JSON vs YAML vs XML: Which Format Uses Fewer Tokens?

When you pass structured data inside an LLM prompt, the format you choose directly affects your token count. JSON, YAML, and XML all represent the same information, but they tokenize very differently. Picking the right format can cut token usage by 30–50% with zero loss of information.

A Real Comparison

Let's encode the same data — two users with names and roles — in all three formats and count the tokens using GPT-4o's tokenizer (o200k_base).

JSON (38 tokens)

{
  "users": [
    {"name": "Alice", "role": "admin", "active": true},
    {"name": "Bob", "role": "editor", "active": false}
  ]
}

YAML (23 tokens)

users:
  - name: Alice
    role: admin
    active: true
  - name: Bob
    role: editor
    active: false

XML (53 tokens)

<users>
  <user>
    <name>Alice</name>
    <role>admin</role>
    <active>true</active>
  </user>
  <user>
    <name>Bob</name>
    <role>editor</role>
    <active>false</active>
  </user>
</users>

The results are clear: YAML uses ~40% fewer tokens than JSON, and XML uses ~40% more.
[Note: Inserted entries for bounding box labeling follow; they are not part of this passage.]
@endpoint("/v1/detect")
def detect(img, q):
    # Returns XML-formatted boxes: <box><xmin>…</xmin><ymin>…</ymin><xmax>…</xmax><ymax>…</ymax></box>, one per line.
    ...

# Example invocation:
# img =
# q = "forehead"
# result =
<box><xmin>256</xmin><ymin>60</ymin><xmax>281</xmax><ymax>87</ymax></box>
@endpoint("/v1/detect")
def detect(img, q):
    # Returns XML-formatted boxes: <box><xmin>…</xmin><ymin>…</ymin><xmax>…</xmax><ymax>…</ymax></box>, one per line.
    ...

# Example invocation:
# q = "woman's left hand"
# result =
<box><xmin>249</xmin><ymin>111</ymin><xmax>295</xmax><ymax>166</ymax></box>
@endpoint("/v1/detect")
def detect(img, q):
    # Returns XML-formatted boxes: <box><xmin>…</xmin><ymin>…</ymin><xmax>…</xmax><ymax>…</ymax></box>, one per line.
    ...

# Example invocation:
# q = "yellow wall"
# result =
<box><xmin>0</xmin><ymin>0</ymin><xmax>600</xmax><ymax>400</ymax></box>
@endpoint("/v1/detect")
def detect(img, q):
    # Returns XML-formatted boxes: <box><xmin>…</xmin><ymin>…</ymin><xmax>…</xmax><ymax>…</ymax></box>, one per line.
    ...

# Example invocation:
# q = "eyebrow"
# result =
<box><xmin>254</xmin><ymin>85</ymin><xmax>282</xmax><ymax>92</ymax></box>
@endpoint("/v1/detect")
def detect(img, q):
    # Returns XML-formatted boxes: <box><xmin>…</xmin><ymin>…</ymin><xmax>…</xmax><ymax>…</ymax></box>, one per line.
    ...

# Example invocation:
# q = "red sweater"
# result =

The gap widens as data grows — with 100 records, XML can use 2x the tokens of YAML.

Why the Difference?

The token cost comes down to syntax overhead:

JSON requires quotes around every key and string value, plus braces, brackets, and commas. Each " and { consumes a token.
YAML uses indentation and colons instead of delimiters. No quotes needed for simple strings. Fewer special characters means fewer tokens.
XML repeats every tag name twice (opening and closing), and angle brackets tokenize as separate tokens. A field like <name>Alice</name> uses 7 tokens where YAML's name: Alice uses 3.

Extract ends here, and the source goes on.